New York — A Tale Told Play by Lanford Wilson. Directed by Marshall W. Mason. "A Tale Told" brings us to the third in Lanford Wilson's cycle of five plays about the Talley family of Lebanon, Missouri. The new drama at the Circle Repertory Theater reveals what happened up at the Talley place on the evening of July 4, 1944, while Matt Friedman (of "Talley's Folly") wooed and won the reluctant Sally Talley at the boathouse down on the river. Sally (Trish Hawkins) appears only briefly in the present segment as she makes her escape from the toils of Talleyism.
The central figure in "A Tale Told," a title borrowed from Psalm 90, is old Calvin Talley (Fritz Weaver). Teetering between senility and an acute command of every mean faculty, the ancient widower tyrannizes over his weakling son, Eldon (Michael Higgins), as well as everyone else within the second of his rasping voice. Calvin proclaims himself a Christian but his ways have been the ways of shrewdness and ruthless cunning.
It is Calvin who extricates Eldon from the results of a long past adultery and who forces the decision that will make the Talleys even richer by selling their prosperous clothes-manufacturing business to a large corporation. At the time of the play, the factory's hefty profits come from turning out uniforms for the army.
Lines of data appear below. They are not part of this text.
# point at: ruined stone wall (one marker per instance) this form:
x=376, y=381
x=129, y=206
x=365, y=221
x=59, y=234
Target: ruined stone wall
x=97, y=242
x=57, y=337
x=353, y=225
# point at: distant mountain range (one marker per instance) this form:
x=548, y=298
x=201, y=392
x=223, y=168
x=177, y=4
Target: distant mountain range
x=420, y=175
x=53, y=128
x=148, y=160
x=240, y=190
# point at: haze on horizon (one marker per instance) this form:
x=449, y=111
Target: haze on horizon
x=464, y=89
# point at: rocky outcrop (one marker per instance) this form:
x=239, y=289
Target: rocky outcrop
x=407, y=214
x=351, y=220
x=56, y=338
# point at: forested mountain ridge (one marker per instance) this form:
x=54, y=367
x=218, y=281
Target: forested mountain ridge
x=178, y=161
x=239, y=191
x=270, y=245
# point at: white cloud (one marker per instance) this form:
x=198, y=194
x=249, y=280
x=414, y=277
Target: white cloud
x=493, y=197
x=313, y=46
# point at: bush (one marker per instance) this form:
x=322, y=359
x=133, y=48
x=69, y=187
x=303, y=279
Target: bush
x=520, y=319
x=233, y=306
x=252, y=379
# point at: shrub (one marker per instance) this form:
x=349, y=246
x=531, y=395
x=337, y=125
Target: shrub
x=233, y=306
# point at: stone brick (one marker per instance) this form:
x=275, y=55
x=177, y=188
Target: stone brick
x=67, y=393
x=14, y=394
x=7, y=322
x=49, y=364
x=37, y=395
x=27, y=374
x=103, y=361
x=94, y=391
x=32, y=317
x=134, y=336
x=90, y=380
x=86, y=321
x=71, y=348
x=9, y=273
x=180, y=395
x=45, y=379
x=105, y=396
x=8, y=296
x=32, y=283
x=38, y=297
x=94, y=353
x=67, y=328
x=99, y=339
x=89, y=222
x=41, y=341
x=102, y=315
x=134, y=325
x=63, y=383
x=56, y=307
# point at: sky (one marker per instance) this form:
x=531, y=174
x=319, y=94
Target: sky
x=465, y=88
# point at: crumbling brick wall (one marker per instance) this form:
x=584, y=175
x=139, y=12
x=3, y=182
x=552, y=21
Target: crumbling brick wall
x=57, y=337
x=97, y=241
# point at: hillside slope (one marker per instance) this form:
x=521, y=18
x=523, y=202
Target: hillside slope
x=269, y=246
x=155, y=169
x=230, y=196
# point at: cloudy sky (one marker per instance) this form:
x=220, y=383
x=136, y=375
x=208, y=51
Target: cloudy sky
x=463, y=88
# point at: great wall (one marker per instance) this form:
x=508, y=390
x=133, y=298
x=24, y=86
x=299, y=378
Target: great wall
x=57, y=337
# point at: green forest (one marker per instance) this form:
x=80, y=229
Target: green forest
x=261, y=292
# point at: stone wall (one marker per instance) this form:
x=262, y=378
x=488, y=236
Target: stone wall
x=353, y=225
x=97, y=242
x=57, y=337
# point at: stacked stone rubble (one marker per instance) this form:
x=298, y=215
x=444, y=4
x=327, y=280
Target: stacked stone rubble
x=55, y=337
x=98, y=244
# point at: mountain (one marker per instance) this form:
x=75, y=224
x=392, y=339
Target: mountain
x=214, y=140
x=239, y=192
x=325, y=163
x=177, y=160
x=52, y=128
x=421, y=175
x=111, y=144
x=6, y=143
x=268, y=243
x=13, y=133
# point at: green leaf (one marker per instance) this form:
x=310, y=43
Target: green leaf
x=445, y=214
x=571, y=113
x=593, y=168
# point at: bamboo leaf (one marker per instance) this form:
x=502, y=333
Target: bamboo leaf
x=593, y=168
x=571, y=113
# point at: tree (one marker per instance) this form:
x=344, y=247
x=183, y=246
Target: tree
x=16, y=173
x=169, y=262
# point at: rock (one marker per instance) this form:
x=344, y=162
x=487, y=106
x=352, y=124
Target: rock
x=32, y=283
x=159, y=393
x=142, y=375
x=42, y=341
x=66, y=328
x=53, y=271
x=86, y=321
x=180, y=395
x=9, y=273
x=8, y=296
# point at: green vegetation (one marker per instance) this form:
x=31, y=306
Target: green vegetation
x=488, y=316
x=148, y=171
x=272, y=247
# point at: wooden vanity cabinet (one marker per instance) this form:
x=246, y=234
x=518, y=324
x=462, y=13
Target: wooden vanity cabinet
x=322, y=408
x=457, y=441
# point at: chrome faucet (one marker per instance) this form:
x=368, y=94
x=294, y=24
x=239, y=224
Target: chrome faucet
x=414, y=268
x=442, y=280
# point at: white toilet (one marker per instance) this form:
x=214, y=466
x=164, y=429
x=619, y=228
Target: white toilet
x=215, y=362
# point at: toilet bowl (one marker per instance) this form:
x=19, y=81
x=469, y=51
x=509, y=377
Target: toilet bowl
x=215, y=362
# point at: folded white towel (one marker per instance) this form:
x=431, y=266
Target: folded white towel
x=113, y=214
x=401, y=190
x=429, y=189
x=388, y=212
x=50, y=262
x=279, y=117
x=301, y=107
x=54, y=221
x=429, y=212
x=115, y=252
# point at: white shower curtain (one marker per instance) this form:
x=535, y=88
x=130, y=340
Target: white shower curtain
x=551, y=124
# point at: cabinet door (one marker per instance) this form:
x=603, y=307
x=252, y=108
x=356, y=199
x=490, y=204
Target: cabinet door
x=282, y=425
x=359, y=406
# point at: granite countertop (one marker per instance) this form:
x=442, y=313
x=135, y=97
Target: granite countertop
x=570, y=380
The ghostly figure of Timmy Talley (David Ferry), word of whose death on Saipan climaxes act one, provides Mr. Wilson with the opportunity for some observations on the inglories of war.
Proceeding from a different context, "A Tale Told" lacks the lyricism of "Talley's Folly" or the uninhibited candor of "Fifth of July" (still running on Broadway), with its view of contemporary Talleys. The new work recalls the conventions of traditional family drama. One preview spectator made a perhaps inevitable comparison with Lillian Hellman's "The Little Foxes," the revival of which stars Elizabeth Taylor. Some of Arthur Miller's plays also come to mind. Certainly Mr. Wilsom makes liberal use of familiar plot twists and devices in unfolding this tale of greed and meanness.
But the author is still his own man. The strengths of "A Tale Told" lie in its vivid stage portraiture and sharp, often comic, dialogue. The roles are actors' roles and they are performed with relish under Marshall W. Mason's diretion. Besides Mr. Weaver's fiercely intimidating Calvin, the Talley hostilities are forcefully conducted by Elizabeth Sturges as the fatally ill Lottie and, at least momentarily, by Mr. Higgins as the beleaguered Eldon. The costumes are by Laura Crow and the lighting by Dennis Parichy. If "A Tale Told" is something of a disappointment, it is not without solid dramatic and theatrical impact in the old-fashioned manner.